MedPAC cited the 20% boost that SNFs currently receive when an ultra-high rehabilitation resident jumps from a function score of 5 to 6 as an example of the incentives for nursing homes operators to manipulate assessment data; the agency also pointed to general increases in ultra-high therapy days between 2000 and 2017 as a more macro-level symbol of operators attempting to secure the highest reimbursements allowable under current law.

“CMS found that for a given case-mix group, the number of therapy minutes provided was concentrated near the ‘floor’ of the range in minutes required for the days to be assigned to a case-mix group,” MedPAC wrote. “Providers appear to provide just enough therapy to qualify the days for the particular case-mix group.”

Partially in response to these trends, the Centers for Medicare & Medicaid Services (CMS) changed the incentives for therapy under the upcoming Patient-Driven Payment Model (PDPM), shifting them from volume to resident need; however, the eventual payments will still be based on facilities’ self-generated data regarding patient acuity.

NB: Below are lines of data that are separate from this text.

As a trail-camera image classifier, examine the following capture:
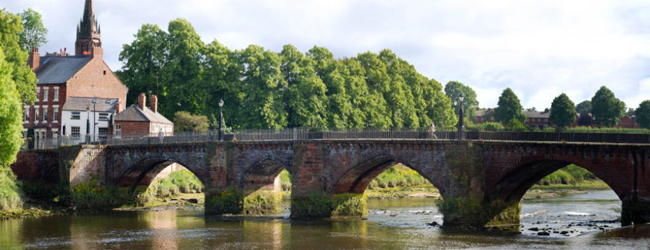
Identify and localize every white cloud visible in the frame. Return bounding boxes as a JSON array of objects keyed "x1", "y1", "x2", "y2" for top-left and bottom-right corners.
[{"x1": 4, "y1": 0, "x2": 650, "y2": 109}]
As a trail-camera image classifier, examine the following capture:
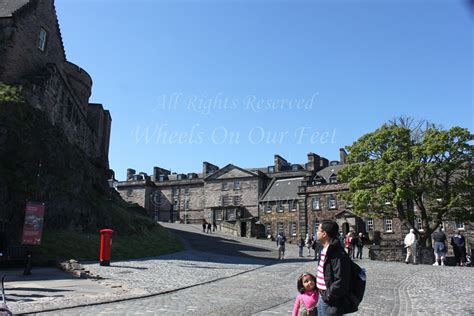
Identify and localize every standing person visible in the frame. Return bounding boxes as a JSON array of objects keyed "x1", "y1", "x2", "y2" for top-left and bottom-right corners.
[
  {"x1": 316, "y1": 220, "x2": 351, "y2": 316},
  {"x1": 277, "y1": 232, "x2": 286, "y2": 260},
  {"x1": 296, "y1": 234, "x2": 304, "y2": 257},
  {"x1": 451, "y1": 229, "x2": 466, "y2": 267},
  {"x1": 403, "y1": 229, "x2": 416, "y2": 264},
  {"x1": 305, "y1": 234, "x2": 313, "y2": 257},
  {"x1": 432, "y1": 228, "x2": 448, "y2": 266},
  {"x1": 355, "y1": 233, "x2": 364, "y2": 259},
  {"x1": 292, "y1": 273, "x2": 318, "y2": 316},
  {"x1": 344, "y1": 232, "x2": 355, "y2": 259}
]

MedPAC additionally noted that providers may inaccurately report higher resident function at discharge in order to portray a sense of improvement, while intake coordinators at the next stop along the continuum artificially depress function scores to give themselves space to improve — and thus perform well on quality measures.

“In addition, some providers may report improvements in function to potential or contracting partners,” MedPAC noted. “Appearing to have achieved large improvements in functional status may help secure referrals from them.”

The agency offered several potential solutions to the perceived problem, including increased auditing of assessments and civil monetary penalties (CMPs) for offenders; mandating that providers use the assessment from the previous care setting as their intake benchmark; and relying on patient-reported outcomes data.

While Congress requires MedPAC to submit two reports per year, the House of Representatives and Senate are under no obligation to take the agency’s advice and frequently ignore it. For instance, MedPAC has routinely argued that Medicare reimbursements for nursing homes are too high and should be reduced, while Congress continues to approve annual market-basket increases for Medicare SNF rates.